By July 1963, a five-digit code had been assigned to every address throughout the country. The first digit designated a broad geographical area of the United States, ranging from zero for the Northeast to nine for the far West. This was followed by two digits that more closely pinpointed population concentrations and those sectional centers accessible to common transportation networks. The final two digits designated small post offices or postal zones in larger zoned cities.

ZIP Code began on July 1, 1963, as scheduled.
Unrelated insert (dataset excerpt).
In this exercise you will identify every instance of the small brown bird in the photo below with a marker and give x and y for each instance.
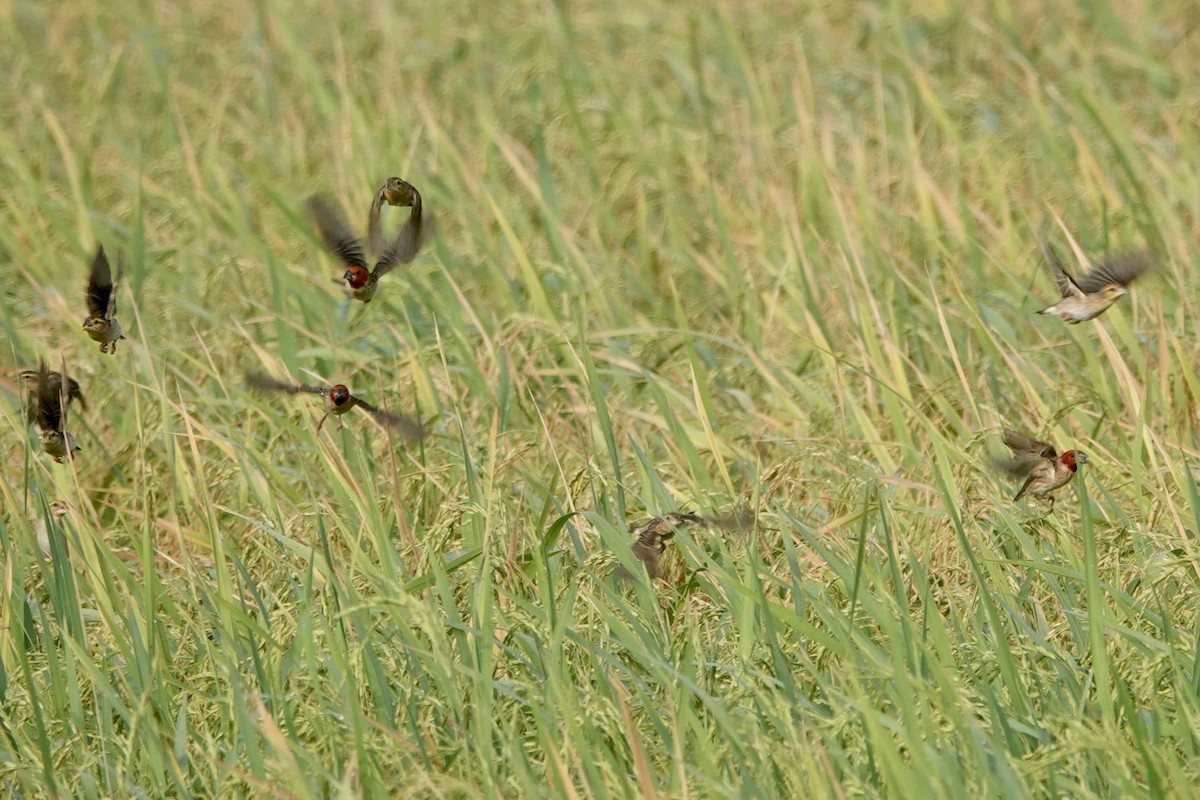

Use of the new code was not mandatory at first for anyone, but, in 1967, the Post Office required mailers of second- and third-class bulk mail to presort by ZIP Code. Although the public and mailers alike adapted well to its use, it was not enough.

Introduced in 1983, the ZIP+4 code added a hyphen and four digits to the existing five-digit ZIP Code. The first five numbers continued to identify an area of the country and delivery office to which mail is directed. The sixth and seventh numbers denote a delivery sector, which may be several blocks, a group of streets, a group of post office boxes, several office buildings, a single high-rise office building, a large apartment building, or a small geographic area. The last two numbers denote a delivery segment, which might be one floor of an office building, one side of a street between intersecting streets, specific departments in a firm, or a group of post office boxes.
On October 1, 1983, the Governors of the Postal Service approved price incentives for First-Class Mail bearing the ZIP+4 code.

By the end of 1984, 252 OCRs were installed in 118 major mail processing centers across the country and were processing 24,000 pieces of mail per hour (an average productivity rate of 6,200 pieces per work hour) -- a substantial increase compared to the 1,750 pieces per work hour processed by MPLSMs.